The work develops a novel hybrid approach combining GKS and DVM, with adaptive strategies for efficient multi-regime flow simulation.

Findings

Achieves asymptotic preserving solutions in continuum limit

Captures free molecular flows in rarefied limit

Demonstrates high accuracy and efficiency in diverse test cases

Abstract

The gas-kinetic scheme (GKS) provides high computational efficiency and accuracy for continuum flow simulations but is unable to reliably capture rarefaction effects. In contrast, although the discrete velocity method (DVM) is better suited for rarefied flows, it exhibits reduced accuracy and slow convergence when applied to continuum regimes. To overcome these limitations, this work proposes a hybrid GKS-DVM method that integrates the strengths of both approaches. The hybrid approach balances the equilibrium distribution function in GKS with the upwind-reconstructed non-equilibrium distribution function in DVM through a numerical collision time.
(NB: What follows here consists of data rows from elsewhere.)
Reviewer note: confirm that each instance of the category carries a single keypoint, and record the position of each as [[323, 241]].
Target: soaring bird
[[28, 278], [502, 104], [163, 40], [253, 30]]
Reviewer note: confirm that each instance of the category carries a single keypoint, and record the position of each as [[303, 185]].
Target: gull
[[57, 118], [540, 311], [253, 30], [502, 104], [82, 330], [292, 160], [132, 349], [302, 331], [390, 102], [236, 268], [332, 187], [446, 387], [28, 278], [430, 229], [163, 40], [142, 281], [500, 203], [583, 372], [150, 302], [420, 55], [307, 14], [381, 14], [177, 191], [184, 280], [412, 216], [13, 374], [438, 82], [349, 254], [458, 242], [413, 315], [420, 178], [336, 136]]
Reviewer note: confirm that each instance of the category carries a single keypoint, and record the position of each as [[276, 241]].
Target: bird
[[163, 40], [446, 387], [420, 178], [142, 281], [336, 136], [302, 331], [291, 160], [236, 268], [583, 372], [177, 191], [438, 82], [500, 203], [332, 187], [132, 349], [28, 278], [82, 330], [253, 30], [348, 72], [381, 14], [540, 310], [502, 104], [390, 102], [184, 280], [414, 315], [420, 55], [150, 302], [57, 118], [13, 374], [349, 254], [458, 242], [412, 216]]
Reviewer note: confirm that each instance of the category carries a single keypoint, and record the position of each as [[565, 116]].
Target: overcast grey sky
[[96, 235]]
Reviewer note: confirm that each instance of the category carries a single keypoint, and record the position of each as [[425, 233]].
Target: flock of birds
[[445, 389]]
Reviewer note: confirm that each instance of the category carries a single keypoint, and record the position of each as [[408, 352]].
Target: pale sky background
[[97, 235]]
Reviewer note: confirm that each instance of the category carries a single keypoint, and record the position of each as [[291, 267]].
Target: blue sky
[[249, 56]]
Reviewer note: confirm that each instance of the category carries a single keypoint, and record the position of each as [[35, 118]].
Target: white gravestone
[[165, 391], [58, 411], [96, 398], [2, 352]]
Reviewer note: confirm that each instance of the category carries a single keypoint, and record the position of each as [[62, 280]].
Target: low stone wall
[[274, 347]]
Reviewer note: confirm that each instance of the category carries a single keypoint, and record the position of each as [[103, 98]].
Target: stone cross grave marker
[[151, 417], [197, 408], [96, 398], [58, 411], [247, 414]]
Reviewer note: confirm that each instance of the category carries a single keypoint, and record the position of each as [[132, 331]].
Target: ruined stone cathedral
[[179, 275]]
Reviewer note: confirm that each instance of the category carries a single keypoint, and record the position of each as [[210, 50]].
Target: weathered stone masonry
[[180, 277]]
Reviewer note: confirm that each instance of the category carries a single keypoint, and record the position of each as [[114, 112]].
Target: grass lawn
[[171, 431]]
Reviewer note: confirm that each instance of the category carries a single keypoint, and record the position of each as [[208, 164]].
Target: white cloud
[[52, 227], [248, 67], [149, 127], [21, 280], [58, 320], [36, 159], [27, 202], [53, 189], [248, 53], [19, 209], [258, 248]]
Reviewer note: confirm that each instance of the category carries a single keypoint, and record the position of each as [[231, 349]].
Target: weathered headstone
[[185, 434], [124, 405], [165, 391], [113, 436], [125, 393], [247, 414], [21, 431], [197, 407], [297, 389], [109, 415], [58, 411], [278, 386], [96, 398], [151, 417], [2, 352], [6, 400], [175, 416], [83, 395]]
This balancing strategy ensures to recover Navier-Stokes solutions in the continuum limit (asymptotic preserving), while naturally capturing free molecular flows in the rarefied limit. Moreover, the introduction of a numerical collision time significantly enhances robustness in shock capturing for continuum flow applications. To further reduce computational cost of the hybrid approach, several adaptive strategies based on the local Knudsen number and Mach number have been proposed. The effectiveness and accuracy of the proposed hybrid method are systematically assessed through four representative test cases: a flat-plate boundary layer, a lid-driven cavity flow, shock structures, and flow past a semi-cylinder. The first case is subjected to continuum conditions, while the latter two span a broad range of Knudsen numbers. The results demonstrate that the proposed method achieves high solution accuracy and computational efficiency across both continuum and rarefied flow regimes.